Fate of the fountain
A fountain built at a pivotal moment in the capital city’s history is slated for demolition. Can history fans in Sacramento save it?
In 1927, newspapers were heralding Charles Lindbergh’s groundbreaking solo flight across the Atlantic, The Jazz Singer was the first motion picture with sound and President Calvin Coolidge announced he wasn’t running for a second term because a decade in Washington, D.C. was “too long.”
And in Sacramento that year, in an open courtyard between Ninth and 10th streets, a stone and tile fountain was unveiled as part of an effort to make sure the city remained the capital of California.
That classic water spring is now slated for demolition by state officials. But the city’s diehard history lovers say that won’t happen without a fight.
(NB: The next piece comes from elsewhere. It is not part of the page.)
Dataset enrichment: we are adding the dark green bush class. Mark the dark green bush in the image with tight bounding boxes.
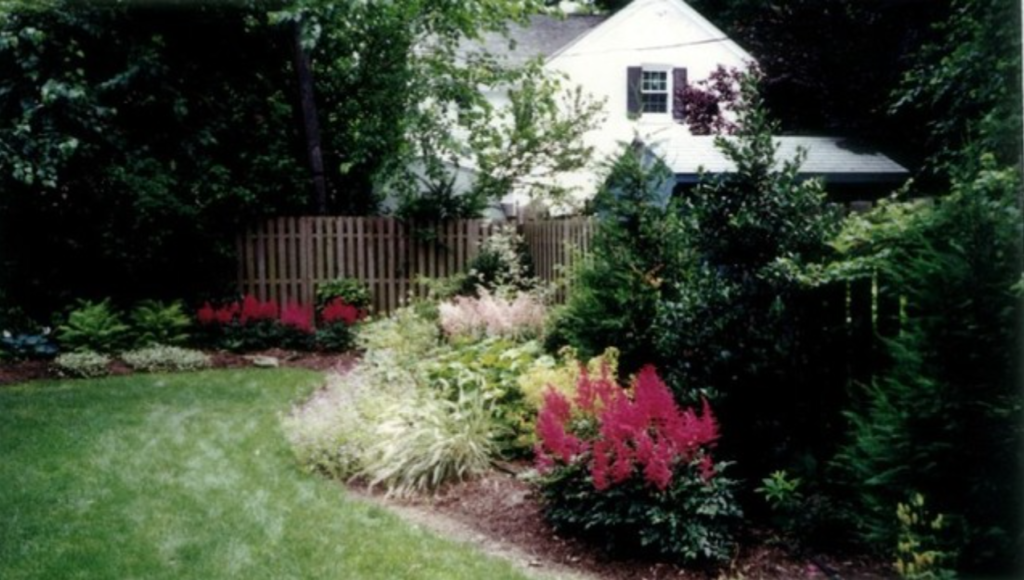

According to Preservation Sacramento, the fountain was a response to a 1910 effort by San Francisco to supplant the city, then a modest agricultural hub, as the new state capital. It was no idle threat: During the Gold Rush era, California’s capital started at San Jose, then moved to Vallejo, then again to Benicia. Though a state constitutional convention in 1879 deemed Sacramento the permanent capital, by the turn of the century San Francisco was in an alarmingly good position to swipe that honor. Sacramentans realized an array of offices for the growing state government were moving to the city by the Bay, mainly due to the limited size of the Capitol building.
Sacramento residents decided to head off San Francisco’s designs in 1913. Locals approved $700,000 in bonds to start the process of expanding Capitol Park, adding two new buildings for state offices and enhancing world-class aesthetics to the grounds, partly in the form of the Capitol Fountain.
For decades its swirling waterworks danced in front of the neoclassical state citadel. But in recent years, officials have neglected the fountain’s upkeep and delayed repairs.
Between 2014 and 2017, the Department of General Services made various public comments suggesting the fountain would, at some point, be restored. So when the department released the environmental impact report for its new restoration of the Jesse M. Unruh Building in late July, members of Preservation Sacramento were shocked to see that the project proposed removing the fountain entirely.
The EIR states the fountain “has been nonoperational since 2010 and is deteriorating.” It adds, “There are issues with electrical shortages in the fountain’s lighting, failure of mechanical equipment, leaks in the fountain bowl and associated valves, and possible drain collapse.”
Luree Steston of Preservation Sacramento notes that the EIR makes no mention of why those issues can’t be repaired as part of the broader restoration slated for the grounds.
“They don’t justify why it has to be removed,” Steston said. While her organization only learned of the planned demolition a week before the Aug. 30 deadline for public comment, it was able to get more than 100 protests submitted.
“Right now, we’re trying to get the word out with the public and hoping our legislators will save it,” Steston said.
One lawmaker who’s already taken notice is Assemblyman Kevin McCarty of Sacramento. On Oct. 1, McCarty wrote a letter to Department of General Services Director Daniel Kim asking that the process to remove the fountain be halted. Among McCarty’s reasons were a number of apparent inconsistencies within the EIR.
“I share the concerns expressed by numerous constituents and would like to understand DGS’s rationale for proposing demolition of the fountain,” McCarty wrote. He also questioned whether the fountain was in as bad shape as the EIR implies. “These issues appear to be minimal and easily corrected,” he noted.
But the Department of General Services says that’s not the case. Its public information officer Jennifer Lida told SN&R that, while the fountain’s demolition is still being reviewed, her department has found it to be basically irreparable.
“The Department of General Services worked with multiple qualified vendors that reached the same conclusion,” Lida wrote via email.
Still, Milford Wayne Donaldson, chairman of the Advisory Council on Historic Preservation and a 45-year restoration architect, doesn’t think that the Capitol Fountain is a lost cause. In 2011, Donaldson was called upon to restore San Diego’s Horton Park Plaza Fountain, which dates to 1909 and was the first electric fountain west of the Mississippi. Before Donaldson pulled off that rehab, public officials had been sparring over whether the fountain was fixable. Some thought it needed to make way for progress.
“We had a very similar situation back then, and that fountain had become a symbol for the citizens of San Diego,” Donaldson recalled. “They wanted to demolish it. … But when we flipped the switch to bring it back to life, we had four or five thousand people standing there, cheering.”
Donaldson believes Sacramento could have a similar moment if state officials put the brakes on their plans.
“There is no reason why the Capitol Fountain can’t be restored, they just need the right expert,” Donaldson said. “I hope GSA does the right thing. … Political leadership is key to all of this. Preservation is politics.”